Implications for providers: Of course, larger networks tend to offer more competition, especially when it comes to attracting new patients into your particular practice or service. In terms of reimbursements, HMO capitation payments provide guaranteed and predictable income. However, particularly in the case of patients covered by Medicaid, the per-service reimbursement rates will be much lower than those paid by commercial insurances or Medicare.

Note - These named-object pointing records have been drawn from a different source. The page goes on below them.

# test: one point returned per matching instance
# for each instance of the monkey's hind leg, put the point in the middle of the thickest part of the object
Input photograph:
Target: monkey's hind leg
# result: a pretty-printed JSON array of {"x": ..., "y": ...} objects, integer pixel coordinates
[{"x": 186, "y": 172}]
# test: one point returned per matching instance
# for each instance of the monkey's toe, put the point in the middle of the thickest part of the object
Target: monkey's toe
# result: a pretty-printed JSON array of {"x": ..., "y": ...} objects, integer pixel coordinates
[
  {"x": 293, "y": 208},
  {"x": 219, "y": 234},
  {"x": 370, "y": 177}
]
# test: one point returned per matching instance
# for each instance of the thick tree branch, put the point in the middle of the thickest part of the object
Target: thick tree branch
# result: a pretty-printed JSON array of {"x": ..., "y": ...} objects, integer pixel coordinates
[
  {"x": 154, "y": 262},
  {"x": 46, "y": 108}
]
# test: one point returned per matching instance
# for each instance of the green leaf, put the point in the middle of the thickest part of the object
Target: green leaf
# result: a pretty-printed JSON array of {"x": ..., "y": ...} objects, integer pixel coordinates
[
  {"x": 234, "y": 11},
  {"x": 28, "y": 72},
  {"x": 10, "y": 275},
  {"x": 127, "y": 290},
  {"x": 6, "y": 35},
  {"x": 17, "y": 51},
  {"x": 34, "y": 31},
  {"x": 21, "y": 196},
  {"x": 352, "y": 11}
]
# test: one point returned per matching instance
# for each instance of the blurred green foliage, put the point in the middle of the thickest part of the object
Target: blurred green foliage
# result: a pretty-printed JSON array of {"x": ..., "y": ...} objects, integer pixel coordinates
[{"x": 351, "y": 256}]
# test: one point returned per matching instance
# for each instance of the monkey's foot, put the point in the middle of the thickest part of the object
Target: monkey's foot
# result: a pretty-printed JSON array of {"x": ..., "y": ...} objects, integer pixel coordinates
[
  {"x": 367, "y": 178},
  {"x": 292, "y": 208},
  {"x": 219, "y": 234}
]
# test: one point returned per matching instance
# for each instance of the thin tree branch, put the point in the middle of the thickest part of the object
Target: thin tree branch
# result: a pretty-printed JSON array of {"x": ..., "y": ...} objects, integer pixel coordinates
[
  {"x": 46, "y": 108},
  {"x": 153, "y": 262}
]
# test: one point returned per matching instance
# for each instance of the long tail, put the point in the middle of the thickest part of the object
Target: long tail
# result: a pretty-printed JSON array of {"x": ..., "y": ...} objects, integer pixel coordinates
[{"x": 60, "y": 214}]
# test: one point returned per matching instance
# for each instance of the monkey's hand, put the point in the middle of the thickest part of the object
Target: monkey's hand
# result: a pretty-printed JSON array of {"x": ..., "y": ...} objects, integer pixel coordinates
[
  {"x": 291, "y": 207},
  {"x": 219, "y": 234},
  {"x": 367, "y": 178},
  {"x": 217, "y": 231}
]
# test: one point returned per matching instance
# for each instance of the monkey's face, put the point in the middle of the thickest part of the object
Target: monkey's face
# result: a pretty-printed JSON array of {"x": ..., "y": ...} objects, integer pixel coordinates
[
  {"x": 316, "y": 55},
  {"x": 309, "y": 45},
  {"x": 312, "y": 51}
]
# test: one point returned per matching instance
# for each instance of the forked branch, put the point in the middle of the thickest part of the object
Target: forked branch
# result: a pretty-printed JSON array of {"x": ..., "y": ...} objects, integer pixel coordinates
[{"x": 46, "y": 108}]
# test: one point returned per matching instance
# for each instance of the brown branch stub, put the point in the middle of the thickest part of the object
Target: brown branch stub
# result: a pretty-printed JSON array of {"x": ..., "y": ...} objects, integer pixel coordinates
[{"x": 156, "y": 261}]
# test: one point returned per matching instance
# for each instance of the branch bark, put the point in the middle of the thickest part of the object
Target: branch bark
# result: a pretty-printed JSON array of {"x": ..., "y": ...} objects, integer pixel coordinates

The Patients’ or Plan Members’ Up-Front or After-care Costs and Choices
HMOs: From the members’ monthly premiums to their per-service cost sharing (deductibles, copayments and coinsurance), HMOs cost less. In fact, some employer-sponsored HMOs don’t require (or have very low) deductibles, and set minimal copayments for selected services. These member cost-savings don’t always translate to the individual-insurance market, in which members find and pay for their own health coverage and where deductibles and out-of-pocket costs are higher (than employer-sponsored plans). The lower costs only apply when HMO members receive their care from providers within the HMO’s contracted network. Except for emergency care, an HMO won’t pay for any out-of-network care.
PPOs: With their expanded networks and access to, and partial coverage for, out-of-network care, PPOs are the more expensive option. Like HMOs, PPOs cost incentivize their members for using its in-network services, including physicians, laboratories, x-ray facilities or hospitals. However, unlike HMOs, PPOs provide partial coverage for out-of-network care and, therefore, offer increased member flexibility and choices.
Implications for providers: Often, surprise medical bills or unprecedented post-procedure costs fuel a high degree of patient dissatisfaction. Therefore, if or when you provide out-of-network care to either an HMO or a PPO member, that patient needs to know that they will probably be paying for all (HMO) costs or part (PPO) of the services provided by your practice. This may include balance billing, in which, sans a contracted reimbursement rate, the patient is responsible for the difference between your practice’s pre-contracted amount and your normal, uncontracted costs.
As a provider, you may feel that your patients’ health insurance choices are beyond your purview or responsibility. However, just as we know that patient engagement can help to drive overall treatment compliance, informed and discerning health-insurance consumers can help to advance their own health outcomes by choosing the managed care option that works best for them.